The paper concludes that while Gemini presents a robust challenge to GPT-4V, both models exhibit respective strengths and weaknesses. Gemini excels in concise, rapid responses, making it suitable for applications requiring quick decision-making. GPT-4V’s detailed intermediate steps enhance transparency and explainability, vital for complex problem-solving. The paper identifies common issues, such as spatial information sensitivity, OCR accuracy, logical consistency, and robustness to prompt variations.
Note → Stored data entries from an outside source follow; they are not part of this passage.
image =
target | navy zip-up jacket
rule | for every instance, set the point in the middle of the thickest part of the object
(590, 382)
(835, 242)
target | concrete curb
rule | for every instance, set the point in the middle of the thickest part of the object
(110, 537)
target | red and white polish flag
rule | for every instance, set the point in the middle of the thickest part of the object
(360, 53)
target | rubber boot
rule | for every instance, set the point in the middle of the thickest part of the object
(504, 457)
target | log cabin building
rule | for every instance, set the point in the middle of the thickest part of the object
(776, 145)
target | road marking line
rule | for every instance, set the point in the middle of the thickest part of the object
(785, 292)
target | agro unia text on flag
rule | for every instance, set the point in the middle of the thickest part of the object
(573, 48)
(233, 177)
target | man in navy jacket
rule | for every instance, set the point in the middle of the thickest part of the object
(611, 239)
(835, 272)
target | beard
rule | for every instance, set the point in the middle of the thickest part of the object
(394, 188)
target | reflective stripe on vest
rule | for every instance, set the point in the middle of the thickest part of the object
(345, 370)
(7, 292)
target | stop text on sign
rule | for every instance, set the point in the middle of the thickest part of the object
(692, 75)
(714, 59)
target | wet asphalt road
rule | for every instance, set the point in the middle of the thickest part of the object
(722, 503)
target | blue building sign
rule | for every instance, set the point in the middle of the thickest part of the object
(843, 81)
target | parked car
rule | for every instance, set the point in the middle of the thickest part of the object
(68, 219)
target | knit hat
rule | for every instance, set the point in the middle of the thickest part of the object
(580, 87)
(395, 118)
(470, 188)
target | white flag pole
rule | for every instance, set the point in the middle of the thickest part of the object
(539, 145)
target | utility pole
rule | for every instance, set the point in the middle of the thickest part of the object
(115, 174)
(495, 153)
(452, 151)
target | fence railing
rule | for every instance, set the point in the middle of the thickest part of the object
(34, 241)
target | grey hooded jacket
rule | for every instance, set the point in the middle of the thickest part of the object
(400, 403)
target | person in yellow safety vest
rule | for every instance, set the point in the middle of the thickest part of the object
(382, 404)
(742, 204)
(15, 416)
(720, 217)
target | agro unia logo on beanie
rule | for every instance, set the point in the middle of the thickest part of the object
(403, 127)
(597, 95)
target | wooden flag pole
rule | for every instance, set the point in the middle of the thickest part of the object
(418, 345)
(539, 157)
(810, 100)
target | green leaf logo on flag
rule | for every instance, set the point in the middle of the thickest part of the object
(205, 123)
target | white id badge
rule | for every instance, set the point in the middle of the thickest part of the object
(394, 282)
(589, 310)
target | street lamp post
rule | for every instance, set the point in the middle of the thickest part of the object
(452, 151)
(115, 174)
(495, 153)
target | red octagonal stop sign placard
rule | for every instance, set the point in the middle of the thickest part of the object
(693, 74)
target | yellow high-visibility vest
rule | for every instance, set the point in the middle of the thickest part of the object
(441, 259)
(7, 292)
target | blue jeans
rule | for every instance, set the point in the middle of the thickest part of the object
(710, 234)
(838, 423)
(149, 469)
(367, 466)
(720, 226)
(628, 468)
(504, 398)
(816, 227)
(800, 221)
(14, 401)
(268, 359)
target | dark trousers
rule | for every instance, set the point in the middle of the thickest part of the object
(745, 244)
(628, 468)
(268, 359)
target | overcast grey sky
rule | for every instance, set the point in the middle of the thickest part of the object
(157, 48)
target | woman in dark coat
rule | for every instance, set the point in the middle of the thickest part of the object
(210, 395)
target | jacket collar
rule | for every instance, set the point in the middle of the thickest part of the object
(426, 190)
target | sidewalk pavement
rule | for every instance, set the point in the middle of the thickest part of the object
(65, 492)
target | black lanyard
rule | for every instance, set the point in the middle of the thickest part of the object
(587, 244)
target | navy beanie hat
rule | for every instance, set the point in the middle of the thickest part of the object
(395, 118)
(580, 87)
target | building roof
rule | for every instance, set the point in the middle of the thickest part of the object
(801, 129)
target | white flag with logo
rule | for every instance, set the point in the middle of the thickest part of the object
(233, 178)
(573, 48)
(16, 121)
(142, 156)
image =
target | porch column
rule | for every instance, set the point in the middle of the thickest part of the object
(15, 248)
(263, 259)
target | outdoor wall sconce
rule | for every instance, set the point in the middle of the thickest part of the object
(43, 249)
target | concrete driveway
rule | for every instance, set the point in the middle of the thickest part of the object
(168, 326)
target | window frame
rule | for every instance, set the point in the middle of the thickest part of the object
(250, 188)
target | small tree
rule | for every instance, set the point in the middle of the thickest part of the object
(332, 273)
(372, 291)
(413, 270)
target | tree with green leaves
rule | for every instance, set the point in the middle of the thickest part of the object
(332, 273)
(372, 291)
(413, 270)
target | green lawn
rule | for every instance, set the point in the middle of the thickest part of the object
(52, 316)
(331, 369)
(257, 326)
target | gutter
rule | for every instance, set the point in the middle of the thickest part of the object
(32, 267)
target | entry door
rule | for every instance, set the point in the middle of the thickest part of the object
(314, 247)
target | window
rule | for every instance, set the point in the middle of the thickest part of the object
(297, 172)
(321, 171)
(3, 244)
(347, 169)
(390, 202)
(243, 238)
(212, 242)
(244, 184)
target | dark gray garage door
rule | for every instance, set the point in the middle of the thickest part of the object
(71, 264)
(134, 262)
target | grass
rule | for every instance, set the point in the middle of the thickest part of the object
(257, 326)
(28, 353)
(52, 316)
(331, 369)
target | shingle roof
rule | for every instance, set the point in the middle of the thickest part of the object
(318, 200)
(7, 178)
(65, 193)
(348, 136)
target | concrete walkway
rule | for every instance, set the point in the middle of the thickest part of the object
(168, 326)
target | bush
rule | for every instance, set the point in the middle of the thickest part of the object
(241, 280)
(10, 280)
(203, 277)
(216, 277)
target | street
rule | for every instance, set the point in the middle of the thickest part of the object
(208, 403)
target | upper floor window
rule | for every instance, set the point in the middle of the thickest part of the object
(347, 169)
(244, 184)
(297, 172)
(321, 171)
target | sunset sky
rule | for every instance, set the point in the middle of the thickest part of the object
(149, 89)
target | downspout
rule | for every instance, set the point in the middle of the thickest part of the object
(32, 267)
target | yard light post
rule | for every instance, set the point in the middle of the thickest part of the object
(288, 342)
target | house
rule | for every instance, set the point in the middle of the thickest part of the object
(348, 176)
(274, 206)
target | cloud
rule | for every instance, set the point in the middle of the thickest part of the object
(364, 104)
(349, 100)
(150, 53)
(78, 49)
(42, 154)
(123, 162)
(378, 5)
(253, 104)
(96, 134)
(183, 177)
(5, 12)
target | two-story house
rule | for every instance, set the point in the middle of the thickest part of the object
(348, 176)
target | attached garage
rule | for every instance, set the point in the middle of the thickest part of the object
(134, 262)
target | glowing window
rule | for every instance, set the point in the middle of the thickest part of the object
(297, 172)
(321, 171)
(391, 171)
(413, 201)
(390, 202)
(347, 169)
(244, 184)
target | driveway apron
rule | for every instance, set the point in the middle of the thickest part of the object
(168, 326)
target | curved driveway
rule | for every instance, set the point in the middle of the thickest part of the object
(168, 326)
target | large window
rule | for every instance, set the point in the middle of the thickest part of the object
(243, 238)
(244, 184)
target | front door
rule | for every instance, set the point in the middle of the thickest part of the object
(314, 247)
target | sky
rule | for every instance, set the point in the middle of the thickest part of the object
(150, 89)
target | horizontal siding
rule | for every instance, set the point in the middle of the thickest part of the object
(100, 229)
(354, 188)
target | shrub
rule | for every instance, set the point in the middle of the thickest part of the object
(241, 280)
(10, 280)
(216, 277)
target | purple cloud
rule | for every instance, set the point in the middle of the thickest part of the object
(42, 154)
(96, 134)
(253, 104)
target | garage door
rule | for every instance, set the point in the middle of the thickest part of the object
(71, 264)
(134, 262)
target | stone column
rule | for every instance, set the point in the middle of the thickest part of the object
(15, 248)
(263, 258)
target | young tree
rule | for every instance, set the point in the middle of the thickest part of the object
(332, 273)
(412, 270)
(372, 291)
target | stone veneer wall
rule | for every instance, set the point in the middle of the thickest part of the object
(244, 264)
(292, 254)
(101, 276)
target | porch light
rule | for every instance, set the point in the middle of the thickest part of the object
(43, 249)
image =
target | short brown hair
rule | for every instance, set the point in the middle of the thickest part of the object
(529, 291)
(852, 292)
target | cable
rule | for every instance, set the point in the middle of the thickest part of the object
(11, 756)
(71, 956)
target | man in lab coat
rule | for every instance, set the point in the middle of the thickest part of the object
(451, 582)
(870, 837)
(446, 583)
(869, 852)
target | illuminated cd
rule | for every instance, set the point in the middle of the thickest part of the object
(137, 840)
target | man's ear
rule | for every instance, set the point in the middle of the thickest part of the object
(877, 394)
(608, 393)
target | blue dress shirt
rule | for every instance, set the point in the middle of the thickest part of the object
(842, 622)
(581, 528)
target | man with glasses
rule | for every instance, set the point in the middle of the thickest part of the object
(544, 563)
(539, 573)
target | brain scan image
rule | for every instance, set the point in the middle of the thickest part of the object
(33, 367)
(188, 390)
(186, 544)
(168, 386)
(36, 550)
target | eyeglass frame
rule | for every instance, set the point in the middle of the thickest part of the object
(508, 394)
Future work should focus on improving fine-grained visual representations, aligning multi-modal integration more effectively to mitigate hallucinations, and enhancing the reasoning capabilities of LLMs. While significant strides have been made towards artificial general intelligence, the journey remains intensive, necessitating continuous advancements in MLLMs.

In summary, this paper provides an insightful comparative analysis of Gemini and GPT-4V, contributing valuable data to the domain of MLLMs and setting the stage for subsequent developments in visual understanding competencies.